Abstract The immune system recognizes and eliminates malignant cells, and maintains an intricate balance between immune activation and cancer. Historically, spontaneous tumor regression has been observed in some patients experiencing acute microbial infections. Building upon this, it was discovered that repeated subcutaneous injection of novel immunotherapies called Site-Specific Immunomodulators (SSIs), derived from killed bacteria known to cause infection in a particular organ or tissue, may be effective at treating cancer growing in the same site. We hypothesize that SSIs stimulate the body’s immune system to reverse immune suppression and dysfunction in the tumor microenvironment, enabling effective anti-cancer immune responses.
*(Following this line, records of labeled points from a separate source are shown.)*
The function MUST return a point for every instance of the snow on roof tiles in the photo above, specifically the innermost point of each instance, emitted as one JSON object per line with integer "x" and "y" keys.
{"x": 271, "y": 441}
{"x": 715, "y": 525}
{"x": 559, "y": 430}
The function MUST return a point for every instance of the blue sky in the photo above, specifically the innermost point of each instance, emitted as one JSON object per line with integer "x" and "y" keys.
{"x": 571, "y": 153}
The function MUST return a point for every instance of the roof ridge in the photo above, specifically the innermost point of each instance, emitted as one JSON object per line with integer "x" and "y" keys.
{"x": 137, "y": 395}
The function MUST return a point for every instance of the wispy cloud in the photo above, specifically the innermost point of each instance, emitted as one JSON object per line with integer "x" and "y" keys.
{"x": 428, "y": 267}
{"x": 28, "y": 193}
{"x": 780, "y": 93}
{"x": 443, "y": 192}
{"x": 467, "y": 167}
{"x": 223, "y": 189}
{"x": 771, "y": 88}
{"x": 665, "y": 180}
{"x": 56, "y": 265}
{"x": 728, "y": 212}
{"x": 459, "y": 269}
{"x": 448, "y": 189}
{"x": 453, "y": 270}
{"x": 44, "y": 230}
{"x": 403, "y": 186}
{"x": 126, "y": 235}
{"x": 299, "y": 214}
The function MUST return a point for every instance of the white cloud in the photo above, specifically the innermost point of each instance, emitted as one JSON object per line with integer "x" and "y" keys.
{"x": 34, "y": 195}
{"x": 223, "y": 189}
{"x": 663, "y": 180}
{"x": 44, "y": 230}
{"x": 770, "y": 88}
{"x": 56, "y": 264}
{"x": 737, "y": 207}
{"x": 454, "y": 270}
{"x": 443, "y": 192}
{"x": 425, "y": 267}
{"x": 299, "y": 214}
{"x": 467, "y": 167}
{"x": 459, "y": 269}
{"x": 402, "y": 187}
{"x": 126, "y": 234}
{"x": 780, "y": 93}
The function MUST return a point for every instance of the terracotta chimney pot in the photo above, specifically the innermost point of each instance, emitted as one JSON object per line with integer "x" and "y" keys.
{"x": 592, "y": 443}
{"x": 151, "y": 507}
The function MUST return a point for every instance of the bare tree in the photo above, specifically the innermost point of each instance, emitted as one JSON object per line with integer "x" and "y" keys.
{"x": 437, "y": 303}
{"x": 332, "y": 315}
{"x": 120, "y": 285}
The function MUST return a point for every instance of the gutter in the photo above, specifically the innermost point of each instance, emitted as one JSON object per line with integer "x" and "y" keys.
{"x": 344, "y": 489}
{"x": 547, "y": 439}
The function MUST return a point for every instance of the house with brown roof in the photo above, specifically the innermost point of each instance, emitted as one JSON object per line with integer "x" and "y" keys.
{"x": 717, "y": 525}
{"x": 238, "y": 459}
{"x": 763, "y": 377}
To test this hypothesis, we evaluated the efficacy of a lung-specific SSI, QBKPN, in preclinical lung cancer models. Repeated subcutaneous administration of QBKPN significantly reduced lung tumor burden at day 16 post-inoculation (p<0.0001) in the Lewis Lung Carcinoma model, improving median survival by 10 days (p<0.005). Similar results were obtained using the aggressive and poorly-immunogenic B16 lung cancer model. Anticancer efficacy was associated with site-specific infiltration of newly recruited monocytes and neutrophils to the lung and mobilization of antigen presenting cells in the lung-draining lymph node. These data complement the positive results from our compassionate use clinical data, and provide strong evidence that SSIs may improve therapeutic outcomes for cancer patients. QBKPN is currently studied in a Phase 2a clinical trial of non-small cell lung cancer in collaboration with the BC Cancer Agency (Trial NCT02256852).